The E in EU doesn’t just stand for European anymore… it stands for electric.
The EU has effectively banned the sale of new gas-powered vehicles after 2035, after approving a law that will force carmakers to achieve a 100% cut in emissions by that time.
- Though the law allows for the possibility of cars powered by carbon-neutral fuels, it sets the stage for an electric vehicle (EV) takeover of European roads.
Why it matters: The EU’s new law is perhaps the clearest directive from a major economy for automakers to change their production habits and make net-zero vehicles the priority. The rest of the Western world is eyeing similar changes. Last December, Canada proposed regulations that would also require all new vehicles sold to be zero-emission by 2035.

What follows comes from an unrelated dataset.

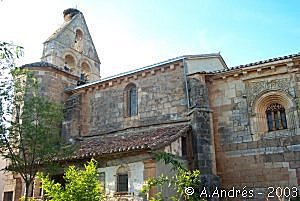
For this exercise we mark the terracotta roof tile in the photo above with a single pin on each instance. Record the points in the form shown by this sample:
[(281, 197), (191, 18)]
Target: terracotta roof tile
[(130, 141), (259, 62)]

- The rEVolution still faces affordability issues, a lack of charging stations, concerns about cold weather performance, and fears that EVs aren’t as green as they seem.

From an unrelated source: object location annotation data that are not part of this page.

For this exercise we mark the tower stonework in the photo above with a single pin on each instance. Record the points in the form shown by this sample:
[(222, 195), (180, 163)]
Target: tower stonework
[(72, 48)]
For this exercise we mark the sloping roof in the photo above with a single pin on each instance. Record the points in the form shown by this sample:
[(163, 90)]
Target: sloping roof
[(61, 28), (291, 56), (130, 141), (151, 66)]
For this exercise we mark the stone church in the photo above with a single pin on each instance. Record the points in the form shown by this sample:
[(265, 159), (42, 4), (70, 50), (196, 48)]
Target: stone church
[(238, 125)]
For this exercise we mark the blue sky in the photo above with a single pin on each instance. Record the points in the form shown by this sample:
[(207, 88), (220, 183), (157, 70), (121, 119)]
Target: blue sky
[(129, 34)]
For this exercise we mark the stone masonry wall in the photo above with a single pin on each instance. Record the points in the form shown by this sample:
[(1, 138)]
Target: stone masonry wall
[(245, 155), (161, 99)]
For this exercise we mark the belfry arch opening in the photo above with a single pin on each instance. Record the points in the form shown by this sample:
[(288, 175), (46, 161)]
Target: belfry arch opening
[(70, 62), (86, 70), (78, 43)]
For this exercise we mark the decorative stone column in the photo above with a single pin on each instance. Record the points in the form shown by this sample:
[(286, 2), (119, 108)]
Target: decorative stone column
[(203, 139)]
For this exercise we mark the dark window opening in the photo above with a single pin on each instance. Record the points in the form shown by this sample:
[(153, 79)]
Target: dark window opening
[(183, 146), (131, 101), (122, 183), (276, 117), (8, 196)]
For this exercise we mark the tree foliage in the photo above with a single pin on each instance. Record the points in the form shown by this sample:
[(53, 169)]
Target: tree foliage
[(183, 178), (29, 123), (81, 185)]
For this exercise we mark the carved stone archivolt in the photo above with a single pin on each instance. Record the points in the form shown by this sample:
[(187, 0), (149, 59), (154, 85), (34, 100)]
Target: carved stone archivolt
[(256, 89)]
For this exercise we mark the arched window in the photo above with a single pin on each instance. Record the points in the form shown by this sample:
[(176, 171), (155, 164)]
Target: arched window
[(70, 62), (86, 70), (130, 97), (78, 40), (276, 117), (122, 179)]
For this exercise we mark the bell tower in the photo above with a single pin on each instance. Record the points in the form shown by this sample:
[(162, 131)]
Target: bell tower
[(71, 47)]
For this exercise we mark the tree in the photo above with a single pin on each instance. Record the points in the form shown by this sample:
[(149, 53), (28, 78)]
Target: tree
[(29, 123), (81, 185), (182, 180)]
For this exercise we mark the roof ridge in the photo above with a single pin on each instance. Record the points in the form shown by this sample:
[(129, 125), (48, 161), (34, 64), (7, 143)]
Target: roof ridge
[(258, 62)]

Zoom out: EV adoption may be hampered by these issues, but it is happening, just at different paces in different places. North America may be lagging, but EVs already made up over 20% of the auto market in China and Europe last year. In total, spending on EVs reached US$388 billion in 2022, per a BloombergNEF report, up 53% year-over-year.
- That’s only a fraction of the ~US$2.5 trillion a year auto market, but it’s the growth that matters. Nearly 60% of all EV spending ever happened in the past 18 months.
In recent months, carmakers from Nissan to Ford to Volkswagen have all touted EV expansions, while the once EV-resistant Toyota has changed its tune. Lawmakers are all in on EVs, and automakers don’t want to be left in their environmentally-sustainable dust.